Alcohol is always going to be a part of American life. The failure of Prohibition cemented that much.
Still, there are things the US could do to make alcohol use less dangerous. Some of that is, as a society and culture, acknowledging the risks of alcohol so we are better equipped as individuals to avoid its harms. But there are also policy ideas that could help mitigate the harms of alcohol — which, as drug policy expert Mark Kleiman wrote, are “very low-hanging fruit: simple policies with small costs and large benefits.”
There are policy interventions to mitigate these problems
Public health and drug policy experts argue that much more could be done to mitigate the harms of excessive drinking. The ideas do not entail bringing back Prohibition, but they do require some new restrictions and regulations on booze.
There’s good evidence for many of these policies, too. Some examples:
- A higher alcohol tax: A 2010 review of the research in the American Journal of Public Health came out with strong findings: “Our results suggest that doubling the alcohol tax would reduce alcohol-related mortality by an average of 35%, traffic crash deaths by 11%, sexually transmitted disease by 6%, violence by 2%, and crime by 1.4%.”
- A minimum price on alcohol: A 2013 review of the research by Tim Stockwell and Gerald Thomas at the Centre for Addictions Research in Canada found that, based on data from Canada, “a 10% increase in average minimum price would result in the region of an 8% reduction in consumption, a 9% reduction in hospital admissions and a 32% reduction in wholly alcohol caused deaths — with further benefits accruing two years later.” Negative side effects, such as people resorting to potentially dangerous bootlegging to get cheaper alcohol, were minimal, the review found.
- Reducing the number of alcohol outlets: A 2009 review published in the American Journal of Preventive Medicine also found that limiting the number of alcohol outlets (such as liquor stores) in an area through, for example, stricter licensing can limit problematic drinking and its dangers. But it also found that going too far can have negative results — by, for instance, causing more car crashes as people take longer drives to outlets and possibly drink before returning home.
- Revoking alcohol offenders’ right to drink: South Dakota’s 24/7 Sobriety program effectively revokes people’s right to drink if a court deems it necessary after an alcohol-related offense. The program, specifically, monitors offenders through twice-a-day breathalyzer tests or a bracelet that can track blood alcohol level, and jails them for one or two days for each failed test. Studies from the RAND Corporation have linked the program to drops in mortality, DUI arrests, and domestic violence arrests.

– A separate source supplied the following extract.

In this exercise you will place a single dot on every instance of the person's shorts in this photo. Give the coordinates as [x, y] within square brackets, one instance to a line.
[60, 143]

- Put state governments in charge of selling alcohol: A 2014 report from RAND concluded that when state governments monopolize alcohol sales through state-run shops, they can keep prices higher, reduce access to youth, and reduce overall levels of use.
These are just a few of the ideas that experts have mentioned. There are many more ways to curtail alcohol consumption and misuse without outright banning it.
Different individuals will likely disagree on whether these proposals go too far in restricting personal liberty, even if they do save some lives. But the research suggests such policies are at least worth considering.
If anything, though, America seems to be moving in the opposite direction. With its tax reform bill, the Republican-controlled Congress last year cut taxes on alcohol — a move that, the research suggests, will lead to more alcohol-induced violence, including the kinds of acts that Kavanaugh is now accused of.